Since $\cos x$ and $\sin x$ are not solutions of the complementary equation

\[u'''+4u''+u'-6u=0,\nonumber\]

a theorem analogous to Theorem 5.5.1 implies that Equation \ref{eq:9.3.8} has a particular solution of the form

\[\label{eq:9.3.9} u_p=(A_0+A_1x)\cos x+(B_0+B_1x)\sin x.\]

Then

\[\begin{aligned} u_p'=(A_1+B_0+B_1x)\cos x+(B_1-A_0-A_1x)\sin x,\\ u_p''=(2B_1-A_0-A_1x)\cos x-(2A_1+B_0+B_1x)\sin x,\\ u_p'''=-(3A_1+B_0+B_1x)\cos x-(3B_1-A_0-A_1x)\sin x,\\\end{aligned}\nonumber \]

\[ u_p'''+4u_p''+u_p'-6u_p =-\left[10A_0+2A_1-8B_1+10A_1x\right]\cos x - \left[10B_0+2B_1+8A_1+10B_1x\right]\sin x. \nonumber\]
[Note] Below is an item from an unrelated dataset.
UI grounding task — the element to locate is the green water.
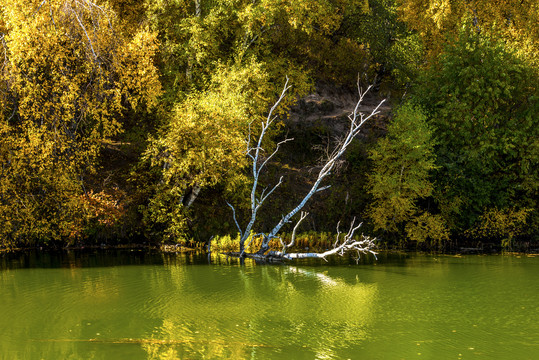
[0,251,539,360]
Comparing the coefficients of $x\cos x$, $x\sin x$, $\cos x$, and $\sin x$ here with the corresponding coefficients in Equation \ref{eq:9.3.8} shows that $u_p$ is a solution of Equation \ref{eq:9.3.8} if

\[\begin{array}{rrr} -10A_1&=-5\phantom{.}\\ -10B_1&=\phantom{-}5\phantom{.}\\ -10A_0-2A_1+8B_1&=5\phantom{.}\\ -10B_0-2B_1-8A_1&=2. \end{array}\nonumber \]

Solving the first two equations yields $A_1=1/2$, $B_1=-1/2$. Substituting these into the last two equations yields

\[\begin{aligned} -10A_0&=5+2A_1-8B_1=10\phantom{.}\\ -10B_0&=2+2B_1+8A_1=5, \end{aligned}\]

so $A_0=-1$, $B_0=-1/2$. Substituting $A_0=-1$, $A_1=1/2$, $B_0=-1/2$, $B_1=-1/2$ into Equation \ref{eq:9.3.9} shows that

\[u_p=-\frac{1}{2}\left[(2-x)\cos x+(1+x)\sin x\right] \nonumber\]

is a particular solution of Equation \ref{eq:9.3.8}, so

\[y_p=e^xu_p=-{e^x\over2}\left[(2-x)\cos x+(1+x)\sin x\right] \nonumber\]

is a particular solution of Equation \ref{eq:9.3.7} (Figure $\PageIndex{3}$).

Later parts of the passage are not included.